Antara Tukang Las China dan Uang JHT Buruh Negeri Sendiri

Ada dua problem seputar dunia perburuhan tanah air yang mencuat pekan ini:

Yang pertama adalah temuan Bappenas soal penggunaan Tenaga Kerja Asing (TKA) tukang las dari China dalam proyek kereta cepat Jakarta-Bandung.

Yang kedua dan sedang sangat heboh adalah perubahan aturan pencairan uang Jaminan Hari Tua (JHT) BPJS Ketenagakerjaan. Pekerja baru bisa mencairkan dana JHT nya ketika mencapai usia 56 tahun. Padahal banyak sekali pekerja swasta di tanah air yang tidak bisa mencapai usia itu, karena alasan PHK, habis kontrak atau mengundurkan diri.

SOAL TUKANG LAS ASING

Soal tukang las asing, PKS bersuara melalui anggota Komisi IX DPR RI  Kurniasih Mufidayati. Ia  meminta agar proyek nasional yang melibatkan kontraktor asing tetap mengutamakan tenaga kerja Indonesia.

Mufida yakin dengan kemampuan tenaga kerja Indonesia sangat mampu untuk mengerjakan berbagai proyek infrastruktur berskala dunia. Terlebih, papar dia, saat ini tenaga kerja Indonesia masih terpukul karena dampak pandemi.

“Yang kita harapkan optimasi tenaga kerja Indonesia karena memiliki potensi yang sangat besar apalagi di tengah pandemi banyak yang terdampak, kena PHK atau pengurangan pendapatan,” sebut Mufida dalam keterangannya, Jumat (11/2/2022).

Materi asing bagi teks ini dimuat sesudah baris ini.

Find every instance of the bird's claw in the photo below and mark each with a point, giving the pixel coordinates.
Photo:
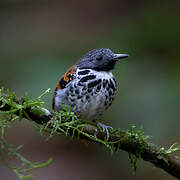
(104, 128)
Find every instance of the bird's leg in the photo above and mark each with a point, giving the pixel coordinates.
(104, 128)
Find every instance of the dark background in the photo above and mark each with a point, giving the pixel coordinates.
(40, 39)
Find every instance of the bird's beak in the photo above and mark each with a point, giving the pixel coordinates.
(120, 56)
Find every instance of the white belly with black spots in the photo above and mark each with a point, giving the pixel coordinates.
(89, 94)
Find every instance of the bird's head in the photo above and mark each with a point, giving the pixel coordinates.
(100, 60)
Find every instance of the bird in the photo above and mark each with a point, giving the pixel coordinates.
(88, 88)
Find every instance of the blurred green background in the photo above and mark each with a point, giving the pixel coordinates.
(40, 39)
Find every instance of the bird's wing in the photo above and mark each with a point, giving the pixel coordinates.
(68, 77)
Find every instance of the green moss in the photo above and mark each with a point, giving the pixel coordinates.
(65, 122)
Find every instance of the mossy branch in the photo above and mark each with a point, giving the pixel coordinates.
(65, 122)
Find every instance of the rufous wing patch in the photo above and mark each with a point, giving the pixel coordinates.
(68, 76)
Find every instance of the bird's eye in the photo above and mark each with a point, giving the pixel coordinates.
(99, 58)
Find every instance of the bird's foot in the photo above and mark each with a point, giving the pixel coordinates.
(105, 128)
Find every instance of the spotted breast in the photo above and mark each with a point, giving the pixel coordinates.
(89, 93)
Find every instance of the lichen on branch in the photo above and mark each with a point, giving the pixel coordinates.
(65, 122)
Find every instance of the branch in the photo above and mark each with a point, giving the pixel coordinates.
(133, 142)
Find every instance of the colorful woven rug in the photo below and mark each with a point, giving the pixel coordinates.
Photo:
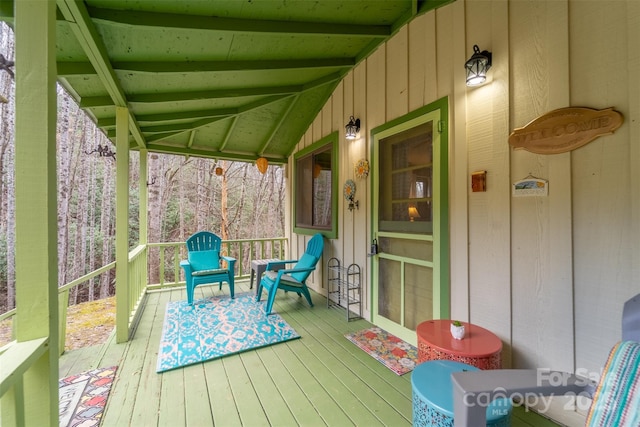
(216, 327)
(84, 396)
(394, 353)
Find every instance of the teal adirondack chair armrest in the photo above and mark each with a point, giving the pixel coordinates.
(271, 264)
(231, 263)
(186, 265)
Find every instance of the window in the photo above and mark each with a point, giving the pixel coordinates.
(316, 189)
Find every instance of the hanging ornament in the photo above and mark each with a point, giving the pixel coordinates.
(317, 170)
(262, 164)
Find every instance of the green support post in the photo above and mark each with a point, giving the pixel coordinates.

Ia menyebut semangat mendahulukan tenaga kerja Indonesia seharusnya dilakukan karena Presiden Joko Widodo sendiri ingin menjadikan Indonesia Emas dengan SDM Indonesia yang unggul.

SOAL JHT
 
Soal JHT yang pencairannya dipersulit, disuarakan oleh Anggota Fraksi PKS di Komisi XI lainnya yaitu Netty Prasetiyani. Ia meminta pemerintah agar mengkaji ulang, bahkan mencabut peraturan tersebut.  

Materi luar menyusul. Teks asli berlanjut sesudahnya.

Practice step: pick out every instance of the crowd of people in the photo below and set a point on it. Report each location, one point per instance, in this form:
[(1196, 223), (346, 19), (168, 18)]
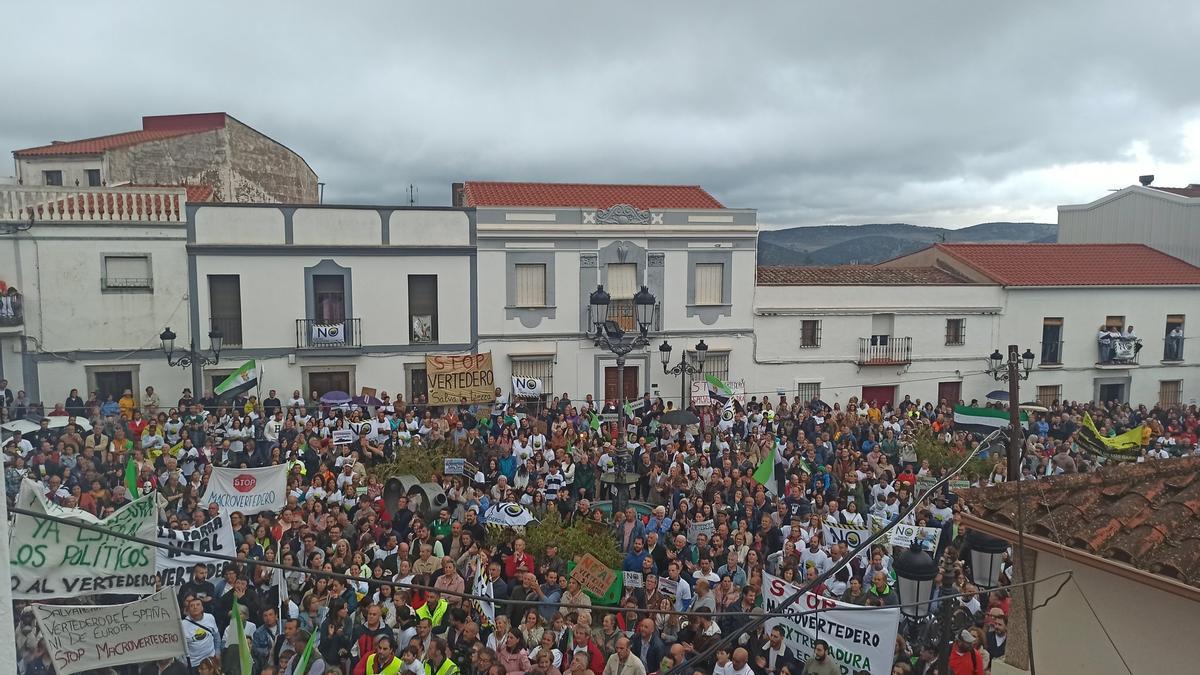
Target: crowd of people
[(397, 601)]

"Muatan permenaker tersebut mencederai rasa kemanusiaan dan mengabaikan kondisi pekerja yang tertekan dalam situasi pandemi," katanya dalam rilis media, Sabtu (12/02/22).

Menurut Wakil Ketua Fraksi PKS DPR RI ini, ada beberapa pasal dalam permenaker yang muatannya menunjukkan ketidakpekaan pemerintah pada situasi pandemi yang membuat  pekerja  ter-PHK.

"Misalnya, aturan mengenai penerimaan manfaat Jaminan Hari Tua yang baru diberikan kepada peserta setelah berusia 56 tahun. Bayangkan, seorang peserta harus menunggu 15 tahun untuk mencairkan  JHT-nya jika ia berhenti di usia 41 tahun. Ini tidak masuk akal," ujar Netty.

Menurut Netty, aturan tersebut berlaku pada peserta yang berhenti bekerja karena mengundurkan diri, terkena PHK atau meninggalkan Indonesia selama-lamanya. Dan berdasarkan data BPJS Ketenagakerjaan per Desember 2021, total klaim  peserta yang berhenti bekerja karena pensiun  hanya 3 persen, sedangkan pengunduran diri 55 persen dan alasan terkena PHK mencapai 35 persen.

“Berhenti bekerja karena PHK tentu bukan keinginan pekerja. Berhenti karena pengunduran diri pun bisa karena situasi di tempat kerja yang sudah tidak nyaman. Jadi, mengapa JHT yang sebagiannya merupakan tabungan peserta ditahan pencairannya? Bukankah dana yang tidak seberapa tersebut justru dibutuhkan mereka untuk bertahan hidup di masa sulit ini. Jika harus menunggu sampai usia 56 tahun, bagaimana keberlangsungan pendapatan pekerja?" ungkap Netty.

Bagaimana pemerintah, kapan mau mendengarkan aspirasi buruh?